O Código Imperial dispunha que o perdão concedido pelo Poder Moderador não isentava o acusado de proceder à reparação do dano. Tal princípio impregnou também o perdão judicial - instituto diverso, porém afim - na forma que hoje o conhecemos, de modo que o beneficiário da mercê também não se exime de reparar civilmente o dano causado.

Palavras – Chaves: Perdão Judicial. Punibilidade. Infração. Sentença Concessiva

INTRODUÇÃO

O perdão judicial não é um direito absoluto de todos os réus, devendo o juiz analisar sua possibilidade de aplicação caso a caso. Em situações semelhantes à exposta acima, envolvendo ascendente, descendente, cônjuge ou irmão, certamente que o perdão será um direito subjetivo do réu.

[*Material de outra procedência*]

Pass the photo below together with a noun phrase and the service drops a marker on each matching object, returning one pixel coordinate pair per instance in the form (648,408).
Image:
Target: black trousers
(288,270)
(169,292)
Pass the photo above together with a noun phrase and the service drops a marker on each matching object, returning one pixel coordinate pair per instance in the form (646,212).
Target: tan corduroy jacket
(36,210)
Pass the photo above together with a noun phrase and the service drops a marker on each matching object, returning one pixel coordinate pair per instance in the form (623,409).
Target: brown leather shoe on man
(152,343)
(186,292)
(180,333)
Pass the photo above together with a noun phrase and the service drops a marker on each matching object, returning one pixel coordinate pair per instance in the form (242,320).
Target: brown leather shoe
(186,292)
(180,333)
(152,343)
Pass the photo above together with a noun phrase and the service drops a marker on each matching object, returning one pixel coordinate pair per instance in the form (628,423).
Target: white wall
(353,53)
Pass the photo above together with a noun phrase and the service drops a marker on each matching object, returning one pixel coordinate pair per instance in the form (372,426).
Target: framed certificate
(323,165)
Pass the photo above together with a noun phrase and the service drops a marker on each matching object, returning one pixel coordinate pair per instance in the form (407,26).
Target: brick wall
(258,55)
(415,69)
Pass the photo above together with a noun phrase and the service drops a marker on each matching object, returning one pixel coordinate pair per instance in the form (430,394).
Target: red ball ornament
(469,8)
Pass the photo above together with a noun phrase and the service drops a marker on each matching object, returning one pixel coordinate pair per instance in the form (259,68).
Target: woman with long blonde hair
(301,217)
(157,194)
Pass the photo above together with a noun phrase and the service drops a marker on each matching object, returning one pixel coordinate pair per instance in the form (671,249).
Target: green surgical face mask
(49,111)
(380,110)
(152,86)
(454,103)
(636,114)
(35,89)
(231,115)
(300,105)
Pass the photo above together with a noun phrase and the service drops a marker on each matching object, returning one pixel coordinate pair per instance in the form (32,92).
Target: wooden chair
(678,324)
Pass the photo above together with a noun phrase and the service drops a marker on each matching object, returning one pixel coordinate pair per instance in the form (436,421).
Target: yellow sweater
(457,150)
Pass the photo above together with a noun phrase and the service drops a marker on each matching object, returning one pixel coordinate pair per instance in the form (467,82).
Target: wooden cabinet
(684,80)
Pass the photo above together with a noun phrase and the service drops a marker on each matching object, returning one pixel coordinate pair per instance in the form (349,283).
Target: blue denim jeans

No entanto, em outros casos, envolvendo algum amigo ou parente distante, o perdão se torna uma faculdade do magistrado, devendo este analisar se é viável ou não a aplicação da pena. (BARBOSA, p.63, 1991).

Para fundamentar esse pensamento, será relatado o Art. 129 do Código Penal:

Art. 129 § 8º “O perdão judicial também está previsto para os casos de lesão corporal culposa, desde que presentes os mesmos requisitos do art. 121, § 5º do Código Penal (as consequências de a infração atingir o próprio agente de forma tão grave que a sanção penal se torne desnecessária).” (NUCCI, p. 1293, 2019).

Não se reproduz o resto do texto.